# Day 2 report Venice, La.



## capthoop (Oct 28, 2007)

Day 2 was planned to go for tuna and get snapper on the way in. We made bait and headed out. Seeing we had such good luck on a quick catch for big snapper we decided to pick up 4 quick ones first as we passed that particular rig. Today there was no current at all The bite was a little slow but our first one was bigger than any of the ones they caught the day before.










We were getting bites but not buttoning up. Seems the pinfish were wanting some breakfast also. We put 3 of them in the box also. We managed to get an amberjack but it went back after a photo.
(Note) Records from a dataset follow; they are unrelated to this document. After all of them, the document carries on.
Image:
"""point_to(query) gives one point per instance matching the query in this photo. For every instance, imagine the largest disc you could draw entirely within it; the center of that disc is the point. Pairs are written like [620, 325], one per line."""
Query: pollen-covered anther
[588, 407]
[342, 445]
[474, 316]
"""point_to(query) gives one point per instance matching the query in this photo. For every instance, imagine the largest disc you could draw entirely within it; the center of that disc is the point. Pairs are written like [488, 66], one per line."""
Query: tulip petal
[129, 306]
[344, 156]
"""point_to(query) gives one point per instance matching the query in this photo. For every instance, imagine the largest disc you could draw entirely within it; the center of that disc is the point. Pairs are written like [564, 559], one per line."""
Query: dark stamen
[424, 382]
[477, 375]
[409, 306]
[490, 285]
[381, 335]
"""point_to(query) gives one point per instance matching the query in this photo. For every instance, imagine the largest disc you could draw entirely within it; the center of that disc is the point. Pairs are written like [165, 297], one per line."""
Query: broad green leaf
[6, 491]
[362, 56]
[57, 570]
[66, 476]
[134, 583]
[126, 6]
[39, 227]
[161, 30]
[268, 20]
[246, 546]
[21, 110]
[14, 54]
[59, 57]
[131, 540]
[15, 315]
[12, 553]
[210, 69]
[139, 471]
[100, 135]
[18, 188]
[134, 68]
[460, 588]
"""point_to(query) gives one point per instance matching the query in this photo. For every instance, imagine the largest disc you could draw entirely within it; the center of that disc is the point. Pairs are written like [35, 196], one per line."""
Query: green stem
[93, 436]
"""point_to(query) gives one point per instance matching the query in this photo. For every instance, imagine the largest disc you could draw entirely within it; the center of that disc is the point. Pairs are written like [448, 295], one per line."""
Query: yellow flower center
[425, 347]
This was taking up valuable time but Dave senior was content just picking away at these hog snapper. These were by far the biggest he had ever caught. Dirty water moved in and the bite stopped. We only had 3 keepers in the box. There was a patch of grass near by and his son was on the Mahi hunt. We got into them a bit and soon had a bunch of small ones in the mix. I stopped at a near by rig for our last snapper. By this time the tuna search was too late in the day to start the hunt. At this other rig we managed 2 almaco jack. Dave asked where we could find our last big snapper. The closest place was our first stop.

We got to the rig and dropped 2 lines down right to the bottom. One gets nailed and Dave Junior begins cranking on it but the fish has another idea. As Dave lowers the rod for another gain of line the fish lowers it's head, starts pulling drag, and dives into the rig somewhere about 280 and 250 feet down. I take the rod and play the fish until it finally comes out of the rig. From there I put the heat on the fish never giving it any chance to lower it's head. I offered it back to either of them but they just wanted to watch. I gave them a lesson on how to do it. By the time I got this hog to the top I was wishing one of them was on the reel but there was no way I was going to pass it at this point. I will admit this 73 year old guy was in need of a rest once this 23.5 horse hit the deck.










We still had some time left so we moved near by and put some mangrove snapper in the box to add to our bounty. Filled the board and then some.










At the dock one of the other captains came in with a summertime wahoo that had engulfed one of the new purple Russelures. Just had to get a picture of it.










Seeing it was Fathers day I was greeted with a cake our daughter Candice made for me. This combined with my 23.5 snapper made for a great Fathers day.










Life is Good!
Fishing is not a matter of life or death. It's more important than that.

CAPT HOOP -- OUR FREEDOM


----------



## bcahn (Jan 10, 2013)

Just an awesome report, thanks for making my day!


----------



## MackMan (Jul 8, 2012)

Awesome report!


----------